By Kara Headley
Dr. Guowei Wei is developing artificial intelligence technology to make drug discovery faster and more affordable.
AI is capable of massively transforming several industries like retail, consumer internet, financial services, and healthcare, but its potential for drug discovery is especially exciting. Unfortunately, a number of obstacles stand in the way of advancement, including the high dimensionalities of drug candidates’ chemical space and complexity of protein-ligand interactions. Currently, computers do not have sufficient computing power to discover new drugs.
Wei and his team are addressing these challenges through mathematics by focusing on the reduction of the geometric complexity for computers.
Wei is a professor in the Department of Mathematics at Michigan State University and a researcher in a relatively young field known as mathematical molecular bioscience and biophysics.
“I have great satisfaction in working closely with my students and postdocs and interacting with my collaborators and industrial partners from Pfizer and Bristol-Myers Squibb,” said Wei. “I enjoy the rapid advance of new mathematical and deep learning strategies for biomedicine and am excited to see how advanced mathematics will further work to tackle challenge biological problems.”
On average, a new drug takes over 10 years and $2.6 billion to bring to market. It is therefore unprofitable to invest in drug discovery for rare medical ailments and many existing, effective drugs are too expensive for the average American to reasonably afford. In addition, effective treatments for many common medical conditions, such as Alzheimer’s disease, have not yet been discovered.

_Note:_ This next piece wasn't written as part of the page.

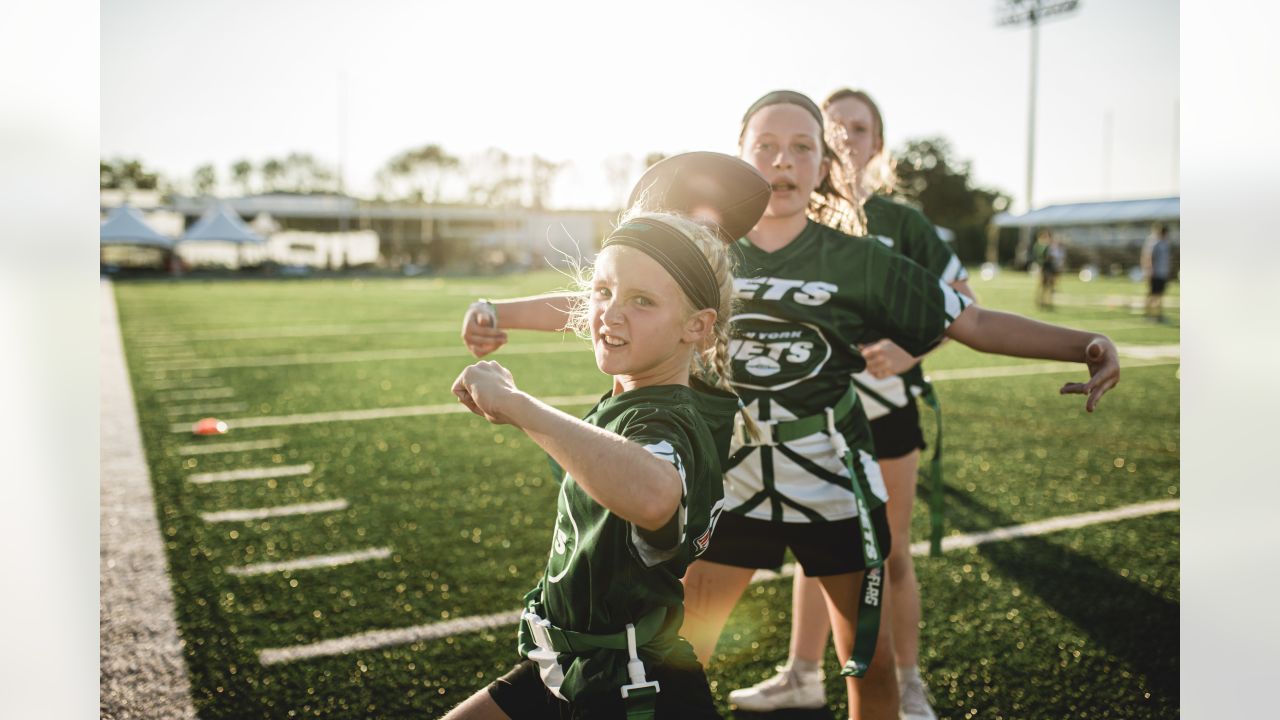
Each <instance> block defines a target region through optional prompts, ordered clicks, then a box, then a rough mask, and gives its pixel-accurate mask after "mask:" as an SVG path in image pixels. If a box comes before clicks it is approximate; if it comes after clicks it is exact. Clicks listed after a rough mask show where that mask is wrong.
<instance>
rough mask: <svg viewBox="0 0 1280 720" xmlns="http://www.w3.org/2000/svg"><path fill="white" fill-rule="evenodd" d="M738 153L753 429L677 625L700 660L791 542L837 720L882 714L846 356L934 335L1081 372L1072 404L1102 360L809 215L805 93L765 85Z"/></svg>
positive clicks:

A promising alternative to current drug discovery that would ultimately nullify these issues is artificial intelligence (AI).
Wei and his team have introduced differential geometry, algebraic topology and graph theory to obtain high-level abstractions of protein-drug interactions. This significantly enhances the ability of computers to handle the high dimensionality, structural complexity and excessively large datasets involved in new drug discovery through AI. In the past three years, Wei’s team has been a top competitor in D3R Grand Challenges, a worldwide annual competition series in computer-aided drug design.
Wei worked with the MSU Innovation Center to obtain his US patent. “The Innovation Center helps us to understand the importance and potential of commercialization,” said Wei.